ブルーバード1300 【1967,1978,1969,1970,1971,1972】

激しいBC戦争。先進技術を満載した“青い鳥”



新しいファミリーカーの模索

 高度経済成長を謳歌する1960年代半ばの日本。耐久消費財の「三種の神器」はクーラー、カラーテレビ、カーの“3C”に取って代わられ、「モータリゼーション」という言葉も徐々に浸透し始めていた。
 そんな中、日産自動車は中核車となるブルーバードのモデルチェンジを企画する。最大の課題は、いかにしてトヨタ自工のコロナの牙城を崩すかにあった。欧州風のイメージを強調していた410型ブルーバードは、ライバルのRT40型コロナに販売台数の面で大きく水を開けられていた。尻下がりのルックスが日本人には受けない、コロナよりボディサイズが小さく室内空間も狭い、ベーシックモデルの最高速度がコロナより低かった、スポーティなハードトップの設定がない……。原因は色々と考えられた。開発陣はこれらのひとつひとつを検討し、打開策を模索する。
 もう一点、開発陣には大きなテーマがつきつけられた。高速道路の伸長や舗装化による道路網の変化への対応だ。「高速化時代」に則したクルマ造りが、次期型ブルーバードには必要不可欠だったのである。

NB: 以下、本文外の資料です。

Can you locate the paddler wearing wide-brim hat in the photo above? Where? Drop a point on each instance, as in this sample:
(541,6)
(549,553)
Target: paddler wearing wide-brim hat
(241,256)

 さまざまな案が検討された結果、開発陣は先進技術を使う決断を下す。その顕著な策が、日産車初の四輪独立懸架の採用だ。フロントにストラット/コイル、リアにセミトレーリングアーム/コイルを使った足回りは、高い走行安定性と路面追従性を実現した。エンジンも新設計で、OHCのヘッド機構を組み込んだL13型1.3LとL16型1.6Lの2機種を搭載する。スタイリングは尻下がりのルックスから一転し、シャープで彫りの深い“スーパーソニックライン”を構築した。

510型、突然のデビュー

 1967年8月9日、仏滅と長崎原爆記念日が重なり、お盆も間近という日に、510の型式を持つ新しいブルーバードが突然のデビューを果たす。
 一説には、この日にトヨタの首脳陣が休暇をとり、東京を不在にすることが判明したため、「その間に発表してしまおう」と計画したとされる。また、8月18日には“100万円の本格的GT”を称するコロナボディの「トヨタ1600GT」の発表が予定され、その情報を聞きつけた日産が新型ブルーバードの発表を早めたと推測された。真偽の程は定かではないが、日産がトヨタを相当に意識し、新型ブルーバードを発表したことは確かである。一方、生産現場の追浜工場は相当に大変だったようで、当時の状況を知るエンジニアは、「生産を間に合わせるために、突貫工事でラインの構築を進めた」そうだ。

 慌ただしいスケジュールで発表された510型ブルーバードの、ユーザーの評判は予想以上に良かった。自動車マスコミはこぞって1.6Lエンジン仕様の1600SSS(スーパー・スポーツ・セダン)に脚光を当てたが、多くの一般ユーザーは量産モデルの1300に注目する。三角窓を廃したスポーティなスタイリングに俊敏に吹き上がる1.3Lエンジン、そして同クラスのライバル車にはない四輪独立懸架の高級な足回りなどが、ユーザーの心を大いに惹きつけたのだ。デビューから間もなく、510型ブルーバードの販売台数は飛躍的に伸び、たちまち大ヒットモデルに成長した。

積極的な改良作戦。BC戦争の激化

 販売シェアを伸ばす510型ブルーバード。対してライバルのコロナは、ゴールデン・シリーズの追加や価格引き下げなどを断行し、販売台数の維持を図る。そして1970年2月には、RT80型を名乗る4代目をデビューさせた。
 ブルーバードも負けてはいない。1968年10月には1.6Lのダイナミック・シリーズを追加し、翌月にはスポーティなクーペを発表する。マイナーチェンジも頻繁に繰り返し、クルマの新鮮味を維持するようにした。
 510型ブルーバードの登場によって熾烈を極めたBC戦争。この展開は、車種を拡大しながらその後も続いていくことになる。